Schroders’ Alpha Plus team masters long-term performance
The two funds in the range with a 10-year track record have produced top-quartile returns over this period.
Data from
FE Analytics shows the Schroder Alpha Plus funds have by and large outperformed over longer time periods, with only the two newer additions to the stable lagging their benchmark since launch.

The six funds are concentrated high-conviction products and are run by some of the strongest names at Schroders.
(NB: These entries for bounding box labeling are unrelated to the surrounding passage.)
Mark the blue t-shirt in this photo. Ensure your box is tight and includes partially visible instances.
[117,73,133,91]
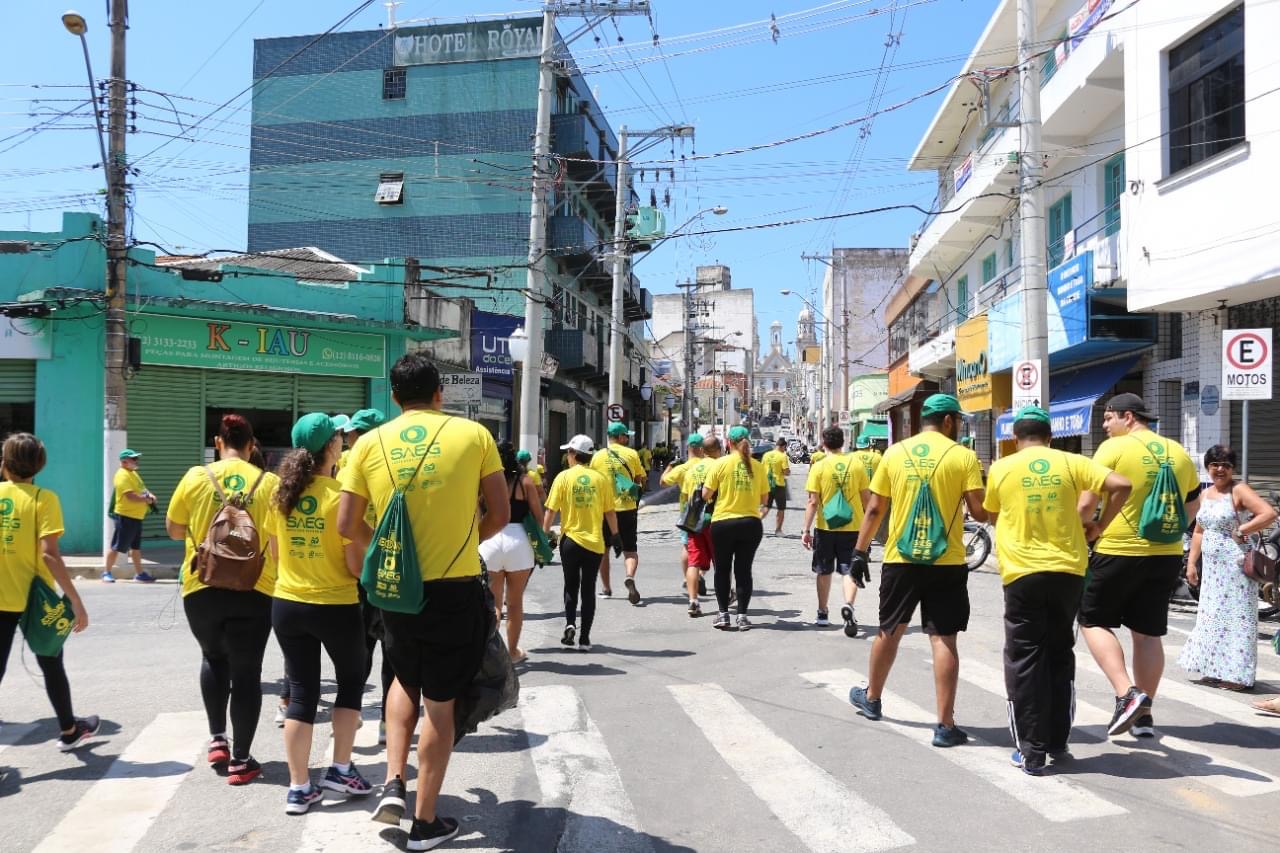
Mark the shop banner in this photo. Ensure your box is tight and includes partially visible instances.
[129,314,387,379]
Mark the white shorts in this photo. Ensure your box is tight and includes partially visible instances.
[480,524,534,571]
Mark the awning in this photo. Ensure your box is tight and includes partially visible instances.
[996,356,1140,441]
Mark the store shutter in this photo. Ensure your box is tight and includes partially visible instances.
[298,377,369,416]
[0,359,36,403]
[127,366,205,539]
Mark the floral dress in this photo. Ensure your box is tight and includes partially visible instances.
[1178,496,1258,686]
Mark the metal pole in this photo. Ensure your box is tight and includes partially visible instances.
[608,124,631,414]
[1018,0,1050,391]
[520,8,556,456]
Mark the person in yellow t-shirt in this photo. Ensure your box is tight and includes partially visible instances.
[703,427,769,631]
[1079,393,1201,736]
[338,352,511,831]
[760,438,791,537]
[849,394,987,747]
[801,427,870,637]
[983,406,1130,776]
[268,412,372,815]
[165,414,279,785]
[543,435,622,652]
[101,448,156,584]
[0,433,100,752]
[591,421,645,605]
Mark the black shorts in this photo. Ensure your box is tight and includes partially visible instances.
[1080,553,1183,637]
[111,515,142,553]
[813,530,858,576]
[879,562,969,637]
[383,578,493,702]
[602,510,640,553]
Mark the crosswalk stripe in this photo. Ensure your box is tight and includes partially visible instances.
[520,685,652,853]
[960,661,1276,797]
[667,684,915,853]
[35,711,205,853]
[800,662,1128,824]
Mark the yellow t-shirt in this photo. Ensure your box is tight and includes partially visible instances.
[1093,429,1199,557]
[591,444,644,512]
[0,483,63,613]
[547,461,614,553]
[269,476,360,605]
[982,447,1111,585]
[872,430,982,566]
[760,451,791,488]
[169,459,280,596]
[706,451,769,523]
[804,453,870,533]
[338,409,502,580]
[111,467,147,519]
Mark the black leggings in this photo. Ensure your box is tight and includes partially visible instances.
[712,519,764,613]
[271,598,365,725]
[561,537,604,642]
[182,587,271,760]
[0,610,76,731]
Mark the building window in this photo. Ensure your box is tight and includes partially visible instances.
[1169,5,1244,174]
[374,172,404,205]
[1102,154,1124,237]
[1048,192,1071,269]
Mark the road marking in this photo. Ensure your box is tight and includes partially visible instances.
[520,685,652,853]
[667,684,915,853]
[960,661,1276,797]
[800,661,1129,824]
[35,711,207,853]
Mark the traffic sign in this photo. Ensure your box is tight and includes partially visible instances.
[1014,359,1044,412]
[1222,329,1271,400]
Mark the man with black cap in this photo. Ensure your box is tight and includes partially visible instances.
[1080,393,1199,738]
[983,406,1129,776]
[849,394,987,747]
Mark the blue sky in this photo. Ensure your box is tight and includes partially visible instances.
[0,0,997,341]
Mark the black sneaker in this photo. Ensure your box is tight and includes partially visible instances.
[371,776,404,826]
[406,816,458,850]
[1107,688,1151,736]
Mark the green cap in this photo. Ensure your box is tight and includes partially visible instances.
[920,394,968,418]
[289,411,338,453]
[1014,406,1050,424]
[338,409,387,433]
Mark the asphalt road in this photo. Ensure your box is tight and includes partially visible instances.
[0,467,1280,853]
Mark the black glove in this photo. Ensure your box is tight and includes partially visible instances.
[849,551,872,589]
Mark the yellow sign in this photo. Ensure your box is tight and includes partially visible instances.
[956,314,992,411]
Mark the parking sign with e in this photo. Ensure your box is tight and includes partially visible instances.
[1222,329,1272,400]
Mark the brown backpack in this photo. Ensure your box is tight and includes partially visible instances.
[191,465,266,592]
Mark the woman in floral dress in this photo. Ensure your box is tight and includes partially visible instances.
[1178,444,1276,690]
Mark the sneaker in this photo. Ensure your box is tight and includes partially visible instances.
[1107,688,1149,736]
[320,762,374,797]
[849,688,881,720]
[840,605,858,637]
[227,757,262,785]
[406,816,458,850]
[370,776,404,826]
[933,722,969,748]
[1009,749,1044,776]
[284,784,324,815]
[209,738,232,767]
[58,715,101,752]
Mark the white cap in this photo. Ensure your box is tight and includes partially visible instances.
[561,435,595,453]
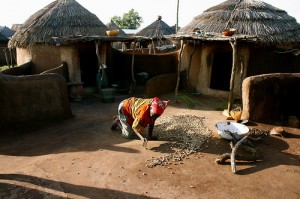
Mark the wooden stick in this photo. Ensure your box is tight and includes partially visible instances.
[228,37,238,113]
Two of these –
Leon Howard-Spink and Nathan Gibbs – are FE Alpha Managers, while Richard Buxton held the accolade up until last year.
The two funds with a 10-year track record – Gibbs’ Schroder Japan Alpha Plus and Buxton’s Schroder UK Alpha Plus – are top quartile in their respective sectors over this period, as well as over five years.
The other fund in the range with a five-year track record is
Schroder Asian Alpha Plus, run by Matthew Dobbs, which has produced first-quartile performance over three years and since its launch in November 2007.
The Schroder Global Alpha Plus and US Alpha Plus portfolios are the most recent additions, launched in April 2010 and December 2011 respectively.
They have both marginally underperformed their benchmark, though this is unlikely to concern their long-term focused management teams.
Performance of funds over 10-yrs
Source: FE Analytics
Schroder Japan Alpha Plus was the first of the series to be launched and has been run by FE Alpha Manager Nathan Gibbs for its entire history.
Over 10 years it has produced returns more than treble that of the average fund in the sector, gaining 45.8 per cent in the stagnant Japanese market.
The fund is underweight industrial heavyweights Toyota, Mitsubishi and Canon, while its largest holding is in freight company Kintetsu World Express.
Schroder UK Alpha Plus was launched in 2002 with Richard Buxton at the helm; since then it has returned 155.31 per cent, more than double that of the average fund in the IMA UK All Companies Sector.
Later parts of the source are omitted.